Re: pg_audit_users - Auditing user activity

On Saturday, December 20, 2014 06:57:54 AM Adrian Klaver wrote:
> On 12/20/2014 06:40 AM, Pierre Ducroquet wrote:
> > Hi
> >
> > I'm working on a web credit card payment solution, so in a PCI-DSS
> > environment, and the auditors gave me trouble with one specific audit point
> > for the PostgreSQL database. They require the list of users in the database
> > that had no activity in the past 90 days to be deleted.
> > So far, it seems the only solution to implement that in PostgreSQL would be
> > to parse the log, hoping not to lose any line.
> > That seems too risky for me, so I wrote my own solution for this issue, and
> > I
> > would like to submit it here for review/suggestion and to help other users
> > facing the same needs.
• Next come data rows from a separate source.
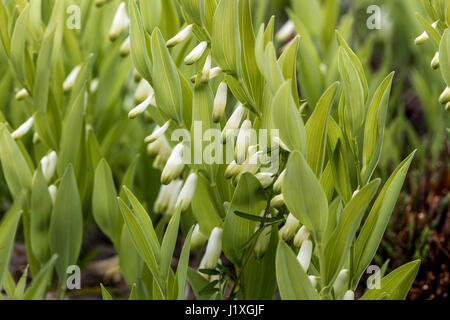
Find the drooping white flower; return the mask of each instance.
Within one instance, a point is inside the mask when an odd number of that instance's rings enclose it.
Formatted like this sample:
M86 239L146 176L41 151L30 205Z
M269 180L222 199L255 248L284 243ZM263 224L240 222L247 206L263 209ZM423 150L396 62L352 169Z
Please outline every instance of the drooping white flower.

Since it's very small, I've taken the liberty of
> > attaching it to this email.
> > The code is more or less «inspired» by pg_stat_statements. So far I've not
> > implemented saving upon restarts of the database, I'll probably do it in the
> > next days/weeks. It has been tested against PostgreSQL 9.2 only, but I'll
> > test 9.3 and 9.4 soon.
>
> Would it not be easier to just put a timestamp field in the user table
> and touch it every time they used their card. Then just delete everyone
> with a timestamp > 90 days.

I need to know when database users log in and do just anything on the database,
even a single select. The need is to delete useless users from the database.